Historically there's been a significant performance difference between the FRP set and cell libraries. I haven't kept up with Rx so I don't know if that still holds but cell libraries have substantially fewer constraints on their use cases so I expect it to. If a compiler is involved, cell libraries can get big wins by compiling the reactive updates to JS functions and getting boosted by the engine JIT.

Cell libraries have been around for a while. Knockout popularized them but I'm sure someone wrote one before that point. I glanced through the README and didn't see anything particularly novel about this implementation.


What about self-adjusting computations, incremental DAG, reactive demand programming, datalog?


What about them?

Self-adjusting computation is probably the closest term for what I call cell libraries but the only time I've seen it used outside academia is when Jane St announced their cell library. My understanding is that the term covers a wider variety of techniques than the three or four common variations I've seen in cell libs. Incremental computing seems to cover an even wider subset.

Wasn't aware of reactive demand programming. My quick skim over the top search hits has the authors insisting that there's upstream parameter passing as part of their model. I've seen that done once in a toy/weekend project as well as true bidirectional computation in Kris Zyp's Alkali (by defining a transformation function each way) but usually the only "upstream" information I've seen in other cell libs is a demand for computation if it's pull based instead of push based. Also wasn't aware of "incremental DAG" but searching for that term doesn't turn up anything at all.

Datalog is only tangentially related in that it seems to pretty much always be implemented incrementally. I'm not an expert but I'm pretty sure it's still datalog if your implementation is stupid.

There's other related fields of computing: most incremental computations can be modeled as unidirectional constraint solutions, timely dataflow allows for incremental computation (including cycles) across distributed nodes, databases perform view maintenance, lens libraries can be implemented incrementally and chained to accomplish similar things.

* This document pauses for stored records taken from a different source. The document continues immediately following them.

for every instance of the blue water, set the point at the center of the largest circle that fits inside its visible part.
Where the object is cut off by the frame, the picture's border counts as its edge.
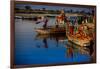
(31, 50)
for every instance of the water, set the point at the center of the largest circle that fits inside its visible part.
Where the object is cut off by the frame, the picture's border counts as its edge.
(31, 48)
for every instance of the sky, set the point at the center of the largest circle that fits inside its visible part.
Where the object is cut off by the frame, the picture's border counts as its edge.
(22, 6)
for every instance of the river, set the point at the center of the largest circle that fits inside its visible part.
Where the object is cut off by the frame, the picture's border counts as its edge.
(34, 49)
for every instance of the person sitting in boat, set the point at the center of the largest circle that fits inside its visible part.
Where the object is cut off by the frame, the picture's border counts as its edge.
(60, 20)
(44, 20)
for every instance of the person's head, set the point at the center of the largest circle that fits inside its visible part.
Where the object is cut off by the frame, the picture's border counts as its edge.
(62, 11)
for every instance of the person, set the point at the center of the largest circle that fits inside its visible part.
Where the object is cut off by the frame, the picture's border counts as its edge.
(60, 20)
(44, 20)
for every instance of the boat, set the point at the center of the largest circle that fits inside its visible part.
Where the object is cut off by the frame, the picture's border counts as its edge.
(50, 30)
(78, 40)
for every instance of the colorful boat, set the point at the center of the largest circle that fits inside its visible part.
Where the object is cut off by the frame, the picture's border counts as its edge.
(79, 41)
(50, 30)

The JS community is the most prolific author of the libs I'm talking about, mostly because the size of the community, the direct demand for it (incremental UI updates), and the relative ease of implementation. The most common term I've seen for it is "reactivity" or a "reactivity system", which I simply don't like.

Edit: It occurred to me that I didn't mention the obviously related spreadsheet engine in this response. I've only looked at a handful of spreadsheet implementations but none use the function + heap allocation per computation step pattern (i.e. cell) that cell libs use. Their use patterns have a lot more cells and generally less control flow so the focus is generally on arrays and unconditional updates.


I'd love to see some performance metrics and if there are any guard rails against circular dependencies.


Regarding Vue, what's the difference between using this library, and using vuex?


I'm a simple man, I see wycats, I upvote...

excited to see what new madness lies ahead


Looks very similar to MobX, I'd be curious to see a comparison


Maybe a silly question but how does this compare to Recoil?